Date: Fri, 7 Sep 2012 14:33:29 -0700
To: adamsobieski@hotmail.com
CC: public-speech-api@w3.org
Subject: Re: Lexical Context, Speech Recognition and Synthesis

If I'm understanding correctly, this is possible with the current spec.  JavaScript code (or for that matter, webserver-side code), can extract metadata and resources and insert them into the SRGS and SSML.  Such code would provide a highly flexible, powerful and customizable solution.

/Glen Shires

On Fri, Sep 7, 2012 at 2:19 PM, Adam Sobieski <adamsobieski@hotmail.com> wrote:

Speech API Community Group,

Greetings. I have some ideas for the JavaScript Speech API pertaining to lexical context, speech recognition and synthesis.

One idea pertains to the use of <meta> and <link> elements in HTML5 documents to indicate metadata and external resources of use to speech synthesis and recognition components, for example pronunciation lexicons. Presently, <lexicon> elements can be indicated in SRGS and SSML.

An example usage scenario is a multimedia forum where users can upload video content and transcripts or have recipient computers generate such transcripts. IPA pronunciations as well as pronunciations from other alphabets can be processed from audio. For interrelated documents, such as documents in discussion threads, for example scientific discussions with technical terminology, lexical context data can enhance speech recognition and synthesis.

In addition to the aforementioned use of <meta> and <link> elements in HTML5, such data can also be indicated in document XML. The EPUB3 format, for example, includes XML attributes for pronunciation. An API topic includes a means of passing a DOMElement to an interface function for obtaining such lexical data from XML.

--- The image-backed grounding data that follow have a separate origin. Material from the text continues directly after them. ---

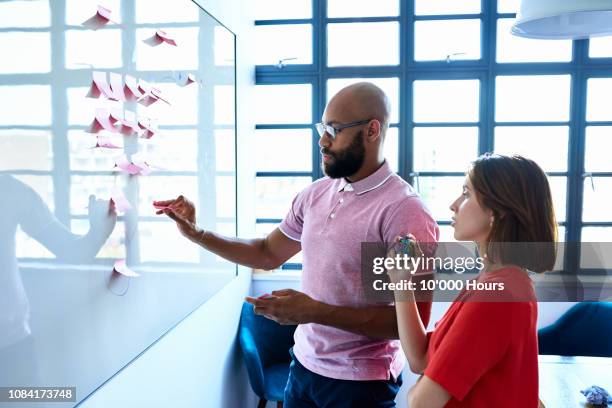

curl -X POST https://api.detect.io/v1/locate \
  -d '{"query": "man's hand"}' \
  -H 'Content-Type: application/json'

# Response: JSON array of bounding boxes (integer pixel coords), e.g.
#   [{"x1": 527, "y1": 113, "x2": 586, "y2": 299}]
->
[
  {"x1": 154, "y1": 195, "x2": 200, "y2": 241},
  {"x1": 245, "y1": 289, "x2": 321, "y2": 325}
]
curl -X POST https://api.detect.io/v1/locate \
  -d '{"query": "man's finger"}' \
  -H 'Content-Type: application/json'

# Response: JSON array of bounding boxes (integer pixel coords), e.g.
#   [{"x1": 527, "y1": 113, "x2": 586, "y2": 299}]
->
[
  {"x1": 245, "y1": 296, "x2": 275, "y2": 308},
  {"x1": 153, "y1": 199, "x2": 177, "y2": 206},
  {"x1": 271, "y1": 289, "x2": 296, "y2": 297}
]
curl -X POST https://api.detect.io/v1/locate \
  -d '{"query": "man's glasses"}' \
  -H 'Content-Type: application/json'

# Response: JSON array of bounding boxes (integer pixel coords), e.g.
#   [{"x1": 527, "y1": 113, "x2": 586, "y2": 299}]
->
[{"x1": 314, "y1": 119, "x2": 371, "y2": 140}]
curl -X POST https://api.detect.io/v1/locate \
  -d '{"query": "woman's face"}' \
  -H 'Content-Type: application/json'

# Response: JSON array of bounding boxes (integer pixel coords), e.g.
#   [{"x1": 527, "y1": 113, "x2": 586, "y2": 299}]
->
[{"x1": 449, "y1": 177, "x2": 492, "y2": 242}]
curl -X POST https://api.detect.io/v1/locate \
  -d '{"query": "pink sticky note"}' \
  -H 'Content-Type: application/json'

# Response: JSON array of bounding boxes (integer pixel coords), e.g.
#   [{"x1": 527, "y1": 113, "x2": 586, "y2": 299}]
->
[
  {"x1": 110, "y1": 186, "x2": 132, "y2": 213},
  {"x1": 136, "y1": 80, "x2": 161, "y2": 106},
  {"x1": 88, "y1": 71, "x2": 116, "y2": 99},
  {"x1": 131, "y1": 156, "x2": 152, "y2": 176},
  {"x1": 150, "y1": 87, "x2": 170, "y2": 105},
  {"x1": 94, "y1": 135, "x2": 121, "y2": 149},
  {"x1": 114, "y1": 154, "x2": 142, "y2": 175},
  {"x1": 82, "y1": 5, "x2": 116, "y2": 29},
  {"x1": 109, "y1": 109, "x2": 123, "y2": 124},
  {"x1": 156, "y1": 30, "x2": 177, "y2": 46},
  {"x1": 113, "y1": 259, "x2": 139, "y2": 277},
  {"x1": 89, "y1": 109, "x2": 119, "y2": 133},
  {"x1": 121, "y1": 110, "x2": 140, "y2": 135},
  {"x1": 109, "y1": 72, "x2": 125, "y2": 101},
  {"x1": 124, "y1": 75, "x2": 144, "y2": 101},
  {"x1": 97, "y1": 5, "x2": 112, "y2": 21},
  {"x1": 138, "y1": 117, "x2": 157, "y2": 139}
]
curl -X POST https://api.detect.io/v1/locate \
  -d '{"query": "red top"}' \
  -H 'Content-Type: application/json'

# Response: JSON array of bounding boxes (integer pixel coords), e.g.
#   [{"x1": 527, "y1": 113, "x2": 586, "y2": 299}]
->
[{"x1": 424, "y1": 267, "x2": 539, "y2": 407}]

Another API topic is some sort of Lexicon API so that lexicon data can be indicated programmatically. While <lexicon> elements can be indicated in SRGS and SSML, the use of <meta> and <link> and a Lexicon API could enhance contextual speech synthesis, recognition and dictation.

Kind regards,

Adam Sobieski

Received on Saturday, 15 September 2012 22:06:19 UTC